Stressed condos find help

Outside firms devise plans to counter financial woes

Article Courtesy of The News-Press

By Dick Hogan

Published October 15, 2011

 

Osprey Cove, a condominium in Estero, was dealing with a wave of foreclosures that cut off maintenance fees from many of its units.

The community's property manager, Hayden & Associates, had to deal with "huge delinquencies" and traditional ways of dealing with them weren't promising, Ken Hayden said.

 

"You throw them in the collections meat grinder with an attorney and I just don't think the legal profession was prepared for it or adequately staffed for it," he said. "We set out to find an alternative way."

 

Hayden hired LM Funding, a Tampa-based company that helps distressed condo associations deal with their financial problems.

  
Another community, Tarpon Point Marina in Cape Coral, didn't have the financial issues that plagued Osprey Cove, but also needed help when a foreclosure lawsuit against the developer stalled a huge project in the Rose Garden area of the Cape.
The condo association at Tarpon Point brought in KW Property Management & Consulting, a Miami-based company with a Bonita Springs office, to deal with the situation.

  
Although Tarpon Point didn't have the maintenance fee delinquency issues less affluent projects are facing, it was spending far too much for the expenses of maintenance and repairs.

Osprey Cove and communities across Southwest Florida have had to contend with delinquent maintenance fees due to foreclosures


   

Now both condominiums are thriving thanks to aggressive action to counter the effects of a sustained slide in the price of real estate: The median existing single-family home in Lee County sold for $322,300 in December 2005, but in August went for only $103,200, according to Florida Realtors statistics.

  
In the case of Tarpon Point, KW president Paul Kaplan said the first priority was to renegotiate all the vendor contracts to take advantage of today's lower costs.

  
"Vendors are forced to do it for less money," he said. "There's more competition, people are cutting costs."

  
Unlike most distressed communities, the project's lender, Dutch bank SNSPF Interim Finance B.V., helped fund the maintenance costs.
"This particular bank was very fair with the property," Kaplan said. "They were financially responsible.

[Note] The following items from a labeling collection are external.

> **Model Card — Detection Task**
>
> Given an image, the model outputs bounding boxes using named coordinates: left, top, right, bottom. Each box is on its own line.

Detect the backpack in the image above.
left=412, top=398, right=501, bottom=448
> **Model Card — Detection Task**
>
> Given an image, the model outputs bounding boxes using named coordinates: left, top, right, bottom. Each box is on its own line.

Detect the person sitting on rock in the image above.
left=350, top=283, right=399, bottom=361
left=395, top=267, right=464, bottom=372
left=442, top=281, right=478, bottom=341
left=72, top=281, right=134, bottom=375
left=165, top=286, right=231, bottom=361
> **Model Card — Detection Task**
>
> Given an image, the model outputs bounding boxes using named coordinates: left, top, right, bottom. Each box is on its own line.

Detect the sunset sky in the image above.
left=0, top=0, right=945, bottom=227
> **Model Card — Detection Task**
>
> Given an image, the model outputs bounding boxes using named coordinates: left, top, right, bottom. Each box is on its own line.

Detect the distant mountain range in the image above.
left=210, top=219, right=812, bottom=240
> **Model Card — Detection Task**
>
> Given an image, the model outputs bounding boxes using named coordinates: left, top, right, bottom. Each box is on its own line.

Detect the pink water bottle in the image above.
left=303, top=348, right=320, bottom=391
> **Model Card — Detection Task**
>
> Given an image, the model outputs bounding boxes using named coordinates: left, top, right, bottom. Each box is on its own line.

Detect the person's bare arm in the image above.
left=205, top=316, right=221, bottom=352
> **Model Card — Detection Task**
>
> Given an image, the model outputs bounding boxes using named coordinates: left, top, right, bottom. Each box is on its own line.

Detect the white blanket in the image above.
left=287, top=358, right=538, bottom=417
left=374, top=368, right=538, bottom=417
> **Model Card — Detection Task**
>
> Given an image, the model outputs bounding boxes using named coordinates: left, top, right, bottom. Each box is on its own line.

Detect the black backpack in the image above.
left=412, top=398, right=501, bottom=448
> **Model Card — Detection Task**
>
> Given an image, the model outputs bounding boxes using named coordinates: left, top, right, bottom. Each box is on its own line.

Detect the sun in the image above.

That was unique."
  
More often, consultants say, it's the bank and the people being foreclosed on that are the main problems.
  
Sean Galaris, president of LM Funding, said his company's answer is to purchase the association's bad debts, then hire a law firm to collect the money.

  
An amount equal to the principal of the debt goes to the association up front to provide fast relief and LM's profit comes from late fees and interest on the debt, Galaris said.

   
The strategy takes advantage of LM's expertise and ability to get legal services at a lower rate than the association could, said Aaron Gordon, the company's in-house legal counsel.

 
"We're paying for a fight we're pretty confident we'll win, but which an association might not," he said.
Kaplan said his company's strategy in high-foreclosure communities is to take advantage of the banks' "dragging their feet" in foreclosures to avoid having the responsibility of taking possession of a unit and being forced to pay the maintenance fees.

  
Instead, he said, KW urges associations to file for foreclosure themselves, take the property back before the bank can get it, and then rent it out to get the delinquent maintenance fees.

  
"It's costly, but most of the time you're going to get title before the bank because the banks are so slow," Kaplan said.